Il n’est plus guère possible de contester, ni même de relativiser, certaines choses en public. Le « bouclier fiscal », par exemple. Une vraie injustice fiscale, certes, avant comme après « la crise », d’ailleurs. Plus personne pour le défendre, sauf, peut-être encore, Monsieur Sarkozy. Mais avec 590 millions de manque à gagner pour 2009, ce n’est pas le plus gros gâchis pour les finances publiques.
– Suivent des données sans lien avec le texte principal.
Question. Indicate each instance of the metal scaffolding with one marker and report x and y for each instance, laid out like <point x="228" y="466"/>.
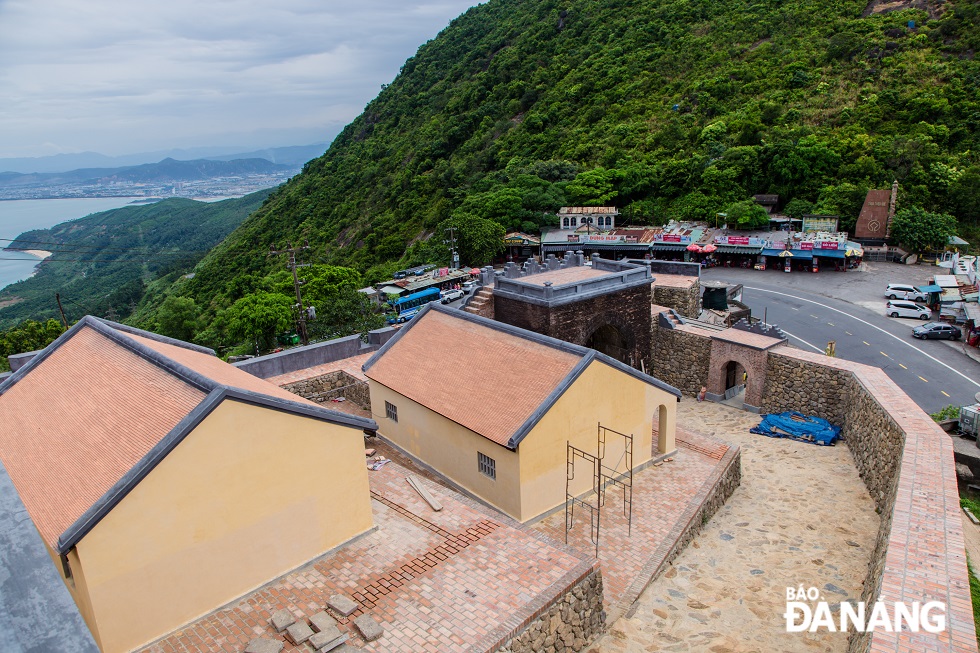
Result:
<point x="602" y="477"/>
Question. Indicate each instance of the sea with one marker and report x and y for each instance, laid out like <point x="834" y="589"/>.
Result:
<point x="18" y="216"/>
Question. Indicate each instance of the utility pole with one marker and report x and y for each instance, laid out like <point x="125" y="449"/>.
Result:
<point x="454" y="265"/>
<point x="57" y="298"/>
<point x="292" y="265"/>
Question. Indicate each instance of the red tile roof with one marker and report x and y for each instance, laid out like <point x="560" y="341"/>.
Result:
<point x="80" y="420"/>
<point x="483" y="378"/>
<point x="91" y="407"/>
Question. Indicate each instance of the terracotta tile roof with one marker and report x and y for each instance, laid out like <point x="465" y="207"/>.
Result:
<point x="92" y="407"/>
<point x="80" y="420"/>
<point x="485" y="379"/>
La loi Scellier ou encore les crédits d’impôts sur les intérêts des emprunts immobiliers font beaucoup mieux : Avec la première, dont le coût prohibitif n’est pas encore chiffré, l’Etat s’évertue à subventionner les investisseurs privés pour construire des logements locatifs là où les gens n’en veulent pas. Avec les seconds, on donne de l’argent à ceux qui en ont déjà pour « devenir propriétaire ». Coût : 1 miliards d’euros en 2009, sans doute 3 milliards en 2013. Deux mesures injustes et inefficaces. Mais là, c’est la classe moyenne plutôt aisée qui en profite, alors silence radio. On préfère éditorialiser sur le « bouclier fiscal » et les positionnements politiques des uns et des autres sur ce qui est devenu le symbole de l’entêtement du chef de l’Etat. On en oublie au passage la baisse de la TVA dans la restauration, autre scandale budgétaire à 3 milliards.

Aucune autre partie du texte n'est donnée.